Moments of Absurdity and Lost Momentum
Consider the extended interlude in which Tommy and fellow player (and more?) Maddy (Anna Kendrick) hide out in a motel while running out the clock on Tommy’s 30-day sentence. A montage of their beer-swilling, takeout-eating, and casual-snuggling retreat efficiently communicates their growing bond and echoes previous stitched-together snapshots of Tommy sliding into routine. But save for a delightfully strange encounter with a guy who may or may not be dressed like Mario, the sequence also trades anything resembling suspenseful filmmaking for a laid-back, improv-adjacent approach akin to Johnson and Kendrick’s past collaborator Joe Swanberg. (It even coasts off of some of the easy rapport the duo first struck up in Swanberg’s Drinking Buddies.) It’s a momentum-killing tangent that requires one hell of a contrivance to escape – but it’s also not the last time Self Reliance’s blasé undercurrent takes the wind out of its sails.
It may be more of a scripting problem than a directing one – though it bears mentioning that the director and star is also the screenwriter here. There’s a bewitching, dreamlike texture to Tommy’s induction into the game and its rules, full of labyrinthine hallways, screen-warping wide-angle cinematography, and reality-TV production staff who slip in and out of shadows like sleep paralysis hallucinations. That elliptical loopiness helps gin up conflict between Tommy and his underwritten mother and sisters (played by Nancy Lenehan, Mary Holland, and Emily Hampshire), but it doesn’t extend to the clumsy dialogue in which they tell him he’s delusional. The characters have a bad habit of saying exactly what’s on their minds, or pinpointing exactly what’s troubling Tommy, as if we haven’t been able to pick up from the photo on his nightstand, his lonely perch at a bar, or his nondescript desk job that he’s struggling to overcome a break up and forge connection in a world where the average person is little more than a pawn in the destructive recreational pursuits of the ultra-wealthy.

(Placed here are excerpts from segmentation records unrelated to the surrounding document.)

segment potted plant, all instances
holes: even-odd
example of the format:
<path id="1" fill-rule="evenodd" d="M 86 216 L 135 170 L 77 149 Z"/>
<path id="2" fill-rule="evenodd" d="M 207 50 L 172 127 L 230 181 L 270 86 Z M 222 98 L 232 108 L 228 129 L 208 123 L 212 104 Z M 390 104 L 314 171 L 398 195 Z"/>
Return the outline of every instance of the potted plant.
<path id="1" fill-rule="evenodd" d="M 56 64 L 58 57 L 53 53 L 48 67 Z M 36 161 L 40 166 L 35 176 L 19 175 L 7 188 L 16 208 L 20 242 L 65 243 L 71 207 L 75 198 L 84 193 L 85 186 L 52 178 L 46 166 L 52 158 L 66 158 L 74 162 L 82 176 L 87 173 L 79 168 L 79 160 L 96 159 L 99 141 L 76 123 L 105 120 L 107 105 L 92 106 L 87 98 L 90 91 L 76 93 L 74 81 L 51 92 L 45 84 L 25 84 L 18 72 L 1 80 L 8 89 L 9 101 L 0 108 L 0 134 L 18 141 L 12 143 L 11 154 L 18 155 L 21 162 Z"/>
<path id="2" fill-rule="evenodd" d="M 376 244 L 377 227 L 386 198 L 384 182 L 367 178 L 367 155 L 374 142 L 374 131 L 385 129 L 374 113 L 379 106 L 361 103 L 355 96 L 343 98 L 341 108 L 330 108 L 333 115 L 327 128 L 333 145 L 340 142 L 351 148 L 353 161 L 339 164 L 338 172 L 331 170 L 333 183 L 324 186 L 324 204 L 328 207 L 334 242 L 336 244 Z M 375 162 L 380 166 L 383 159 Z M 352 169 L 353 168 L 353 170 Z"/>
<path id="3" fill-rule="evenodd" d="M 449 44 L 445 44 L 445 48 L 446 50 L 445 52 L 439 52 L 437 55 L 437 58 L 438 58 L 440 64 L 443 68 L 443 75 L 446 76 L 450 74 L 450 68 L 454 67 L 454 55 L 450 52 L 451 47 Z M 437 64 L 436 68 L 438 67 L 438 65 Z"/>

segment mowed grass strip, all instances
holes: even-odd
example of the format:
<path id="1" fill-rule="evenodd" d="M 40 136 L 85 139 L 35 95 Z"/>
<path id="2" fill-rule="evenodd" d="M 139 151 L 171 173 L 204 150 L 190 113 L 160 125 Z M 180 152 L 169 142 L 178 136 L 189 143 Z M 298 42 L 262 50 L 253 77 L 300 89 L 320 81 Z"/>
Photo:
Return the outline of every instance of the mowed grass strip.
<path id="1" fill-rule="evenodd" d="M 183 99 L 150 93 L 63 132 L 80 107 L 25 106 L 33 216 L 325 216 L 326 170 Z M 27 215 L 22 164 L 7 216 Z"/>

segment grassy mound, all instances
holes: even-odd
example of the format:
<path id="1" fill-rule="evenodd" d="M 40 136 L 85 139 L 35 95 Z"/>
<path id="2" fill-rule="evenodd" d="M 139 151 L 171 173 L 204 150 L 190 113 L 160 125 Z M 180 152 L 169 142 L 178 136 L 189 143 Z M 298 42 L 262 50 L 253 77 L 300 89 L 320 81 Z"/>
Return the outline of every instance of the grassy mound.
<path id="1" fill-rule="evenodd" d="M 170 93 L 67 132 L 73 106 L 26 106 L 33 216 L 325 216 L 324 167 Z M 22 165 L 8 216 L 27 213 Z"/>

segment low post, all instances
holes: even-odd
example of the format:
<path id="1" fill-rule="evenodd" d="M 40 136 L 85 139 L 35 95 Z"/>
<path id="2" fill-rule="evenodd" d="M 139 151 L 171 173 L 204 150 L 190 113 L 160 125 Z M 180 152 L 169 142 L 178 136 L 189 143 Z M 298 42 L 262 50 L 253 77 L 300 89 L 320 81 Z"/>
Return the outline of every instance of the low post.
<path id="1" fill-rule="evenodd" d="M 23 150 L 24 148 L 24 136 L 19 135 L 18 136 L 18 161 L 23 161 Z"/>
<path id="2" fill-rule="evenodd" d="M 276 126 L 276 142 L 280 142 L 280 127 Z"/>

The Eccentric and the Underdeveloped
It’s all a little undercooked for a modern-day fable that leads with a Ralph Waldo Emerson quote and introduces its big-money bloodsport with whimsical picture-book illustrations. When it’s weird, Self Reliance is winningly so: I Think You Should Leave oddball Biff Wiff steals his scenes as Tommy’s initial sidekick, a spacey drifter who compliments Maddy’s mom (Miriam Flynn) on her “delicious” spaghetti, then guilelessly asks for the name of the ubiquitous dish. That Self Reliance doesn’t end the scene on that punchline, but rather has Flynn answer with a curt “spaghetti,” betrays a certain lack of confidence. It’s an all too frequent occurrence in the film, which is genuinely out-there in ways that work in Johnson’s voice, but either can’t fully commit to the bit or reins itself in out of getting too nutty. We’ve already climbed into the limo with Tommy. Self Reliance shouldn’t be so apologetic about where it’s headed.